How do I use RVM and create globally available gem

2019-01-07 07:50发布

问题:

I'm running Mac OSX 10.6.4 and have installed RVM. Its been great so far, I really love the way it lets me manage having multiple versions of rails and ruby on the same machine without headaches!

However, I don't want to have to install certain gems (such as passenger) for each setup. Is there a way to share gems between gemsets? I have a 1.8.7@rails2.3.8 and 1.9.2@rails3, can I have gems such as passenger, mysql, and capistrano installed once and used with all versions?

回答1:

There is something called the global gemset, and it is shared between all your gemsets of a certain ruby-version. But you can't share gems between ruby-versions.

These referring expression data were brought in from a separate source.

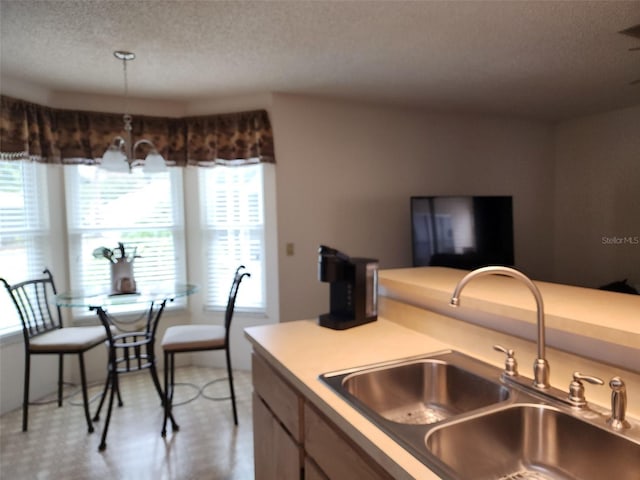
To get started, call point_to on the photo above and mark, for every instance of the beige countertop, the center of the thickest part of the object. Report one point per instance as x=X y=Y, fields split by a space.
x=302 y=350
x=589 y=322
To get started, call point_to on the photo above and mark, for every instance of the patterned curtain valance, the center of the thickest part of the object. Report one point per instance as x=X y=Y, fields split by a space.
x=51 y=135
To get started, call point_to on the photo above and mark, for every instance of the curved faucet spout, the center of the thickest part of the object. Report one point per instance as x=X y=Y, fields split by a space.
x=540 y=366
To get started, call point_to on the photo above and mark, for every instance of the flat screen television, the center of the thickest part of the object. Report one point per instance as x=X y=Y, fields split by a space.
x=464 y=232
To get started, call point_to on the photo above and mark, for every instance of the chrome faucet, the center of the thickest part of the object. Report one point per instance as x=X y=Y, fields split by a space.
x=540 y=366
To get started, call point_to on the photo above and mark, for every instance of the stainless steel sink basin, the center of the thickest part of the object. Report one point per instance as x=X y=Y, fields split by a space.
x=421 y=391
x=533 y=442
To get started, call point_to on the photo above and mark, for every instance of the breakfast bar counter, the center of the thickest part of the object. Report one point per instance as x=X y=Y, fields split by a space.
x=300 y=351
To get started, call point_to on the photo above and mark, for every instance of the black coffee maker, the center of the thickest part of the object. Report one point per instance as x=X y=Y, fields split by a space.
x=353 y=289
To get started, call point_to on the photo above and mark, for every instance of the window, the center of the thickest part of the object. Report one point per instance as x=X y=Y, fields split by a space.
x=232 y=201
x=143 y=211
x=24 y=230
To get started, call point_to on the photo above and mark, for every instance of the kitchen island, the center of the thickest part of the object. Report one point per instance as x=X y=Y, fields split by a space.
x=326 y=437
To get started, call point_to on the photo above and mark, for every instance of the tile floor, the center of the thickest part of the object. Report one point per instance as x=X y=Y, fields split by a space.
x=208 y=446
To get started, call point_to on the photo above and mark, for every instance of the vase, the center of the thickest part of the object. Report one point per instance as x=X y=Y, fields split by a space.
x=122 y=280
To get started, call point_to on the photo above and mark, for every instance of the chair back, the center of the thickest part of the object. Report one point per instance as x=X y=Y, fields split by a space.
x=231 y=303
x=35 y=302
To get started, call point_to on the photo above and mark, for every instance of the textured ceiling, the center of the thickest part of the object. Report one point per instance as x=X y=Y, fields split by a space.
x=547 y=60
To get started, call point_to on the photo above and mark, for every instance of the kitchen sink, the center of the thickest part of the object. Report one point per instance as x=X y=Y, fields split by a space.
x=421 y=390
x=532 y=441
x=459 y=416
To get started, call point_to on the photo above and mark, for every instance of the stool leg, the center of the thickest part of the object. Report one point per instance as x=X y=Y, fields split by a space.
x=85 y=400
x=233 y=394
x=25 y=398
x=166 y=402
x=60 y=379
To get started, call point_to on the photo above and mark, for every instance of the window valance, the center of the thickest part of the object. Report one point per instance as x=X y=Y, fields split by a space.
x=51 y=135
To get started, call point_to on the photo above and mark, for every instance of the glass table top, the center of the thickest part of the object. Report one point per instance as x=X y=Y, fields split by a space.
x=146 y=295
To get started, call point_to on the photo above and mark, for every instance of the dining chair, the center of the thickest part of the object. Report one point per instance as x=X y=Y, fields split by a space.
x=44 y=334
x=199 y=338
x=129 y=351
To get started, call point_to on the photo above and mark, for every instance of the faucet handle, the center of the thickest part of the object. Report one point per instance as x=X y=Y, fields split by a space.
x=618 y=404
x=576 y=388
x=510 y=364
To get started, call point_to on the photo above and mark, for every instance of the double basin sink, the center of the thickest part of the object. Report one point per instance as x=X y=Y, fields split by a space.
x=456 y=415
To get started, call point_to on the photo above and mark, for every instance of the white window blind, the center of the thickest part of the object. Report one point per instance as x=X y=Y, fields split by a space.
x=24 y=231
x=143 y=211
x=232 y=201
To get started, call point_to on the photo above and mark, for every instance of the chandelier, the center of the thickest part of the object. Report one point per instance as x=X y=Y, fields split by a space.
x=120 y=156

However, what you can do is create a list of gems that will be installed automatically when adding a new ruby version. That is described here. In short: edit a file called ~/.rvm/gemsets/global.gems to contain the list of gems you want to be there for each ruby-version.

Hope it helps.



回答2:

With the latest RVM version (1.17.0 and newer) just type:

rvm @global do gem install passenger

or

rvm 1.9.3@global do gem install passenger if you need it only for a specific version of ruby.



回答3:

You can create and use global gemsets with the following commands:

rvm gemset create global
rvm gemset use global

After you've created and execute use for the global gemset simply install gems as usual:

gem install mysql passenger


回答4:

add the the gems you want for every gemset in a "global" rvm gemset name i.e.

rvm 1.9.2@global

then project specific gemsets rvm 1.9.2@myProject will already have you're "default" gems from your global list



回答5:

Create and use a global gem as:

rvm use <ruby version>@global --create

and install gems you want to share between gemsets:

bundle install <gem name>

but these gems can only be shared between gemsets of the same Ruby version.



回答6:

According to the RVM documentation, there are actually a number of "global" gemsets which can be defined at the rvm-wide level, per interpreter, per interpreter version, and finally at a specific patch-level per interpreter. And installed gems cascade from one level to the next.